La réunion de Michel Bouquet et de “ Minetti ” de Thomas Bernhard, dans une grande tradition classique de l’acteur. est également impressionnante. Cette façon dont Michel Bouquet prend les mots de Bernhard est pour moi de la musique absolue et je pourrais écouter cette voix redisant ces mots, comme on se repasse en boucle un disque aimé.

Enfin, Pipo Delbono a été une découverte. J’ai beaucoup aimé El Silencio, cette impression d’être sur une place de village, dans une communauté. On a là un théâtre très simple, très délié et très beau, avec cet étrange personnage de bonimenteur qui nous ouvre son cœur, sur un air de guitare. Il y a une procession à la madone, des gens qui se prennent par la main, malgré leurs handicaps, physiques ou psychiatriques. Romeo Castellucci, toujours très proche des arts plastiques, est lui aussi un créateur d’univers, même si j’ai trouvé cette année son spectacle glacial, assez hermétique, avec un usage de la pornographie que je ne comprends pas encore très bien, du moins pour l’instant, mais c’est un travail en cours, qui n’a sans doute pas encore assez mûri..


- Vous n'êtes donc pas de ceux qui mettent en doute la nécessité du festival d'Avignon ?

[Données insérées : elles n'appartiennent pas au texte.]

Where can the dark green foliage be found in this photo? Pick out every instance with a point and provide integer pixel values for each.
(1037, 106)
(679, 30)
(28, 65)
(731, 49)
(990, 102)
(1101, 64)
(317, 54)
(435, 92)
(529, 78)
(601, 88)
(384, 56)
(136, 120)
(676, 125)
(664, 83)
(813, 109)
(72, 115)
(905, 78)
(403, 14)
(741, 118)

Depuis mes premières années à Avignon — on venait en 2 CV, on était installé dans un dortoir de couvent plein de moustiques, on ne dormait pas, mais on s’amusait beaucoup —, l’émerveillement premier demeure, chaque année et il est également lié, au delà de la qualité des spectacles, àcette présence du public, toujours plus importante ; les gens sont là, que ce soit pour une pièce, une lecture ou un débat… Il est bon de se souvenir que le théâtre peut mobiliser une communauté.

Et puisAvignon est une sorte de grand théâtre condensé, les spectacles se cognent les uns contre les autres, on discute plus, on est plus exigeant, on débat etc. Par rapport à mon métier de critique, c’est un moment fort du théâtre. On parle parfois d’événement médiatique. Mais tant mieux ! cela qui signifie qu’au moins une fois dans l’année, le théâtre est à l’honneur dans les journaux, à la télévision … En cours d’année, j’essaie de me souvenir que le théâtre peut avoir cette force, concerner autant de gens, parler autant de notre époque. Car comme tous les critiques de théâtre aujourd’hui, il faut parfois user de beaucoup de pouvoir de conviction pour avoir de la place afin de parler de certains spectacles aventureux... Je repars donc d’Avignon chargée d’énergie pour le reste de l’année. Et puis je crois plus fort que jamais qu’un spectacle est comme un livre, il peut avoir un écho au delà des spectateurs qui y ont assisté, selon une étrange circulation des idées et de l’énergie…


- Et le off ?

Le festival off , avec ses plus de 700 spectacles, une folie . Il est devenu soit un grand salon du théâtre soit un grand marché déréglementé, il n’est plus vraiment un lieu d’aventure artistique forte. Même si bien sûr on compte chaque année ,sur le nombre, de petits bijoux, des découvertes. Les compagnies viennent vendre leur spectacle et l’investissement pour les compagnies est énorme. Le public, quant à lui, a de plus en plus de mal à se répérer.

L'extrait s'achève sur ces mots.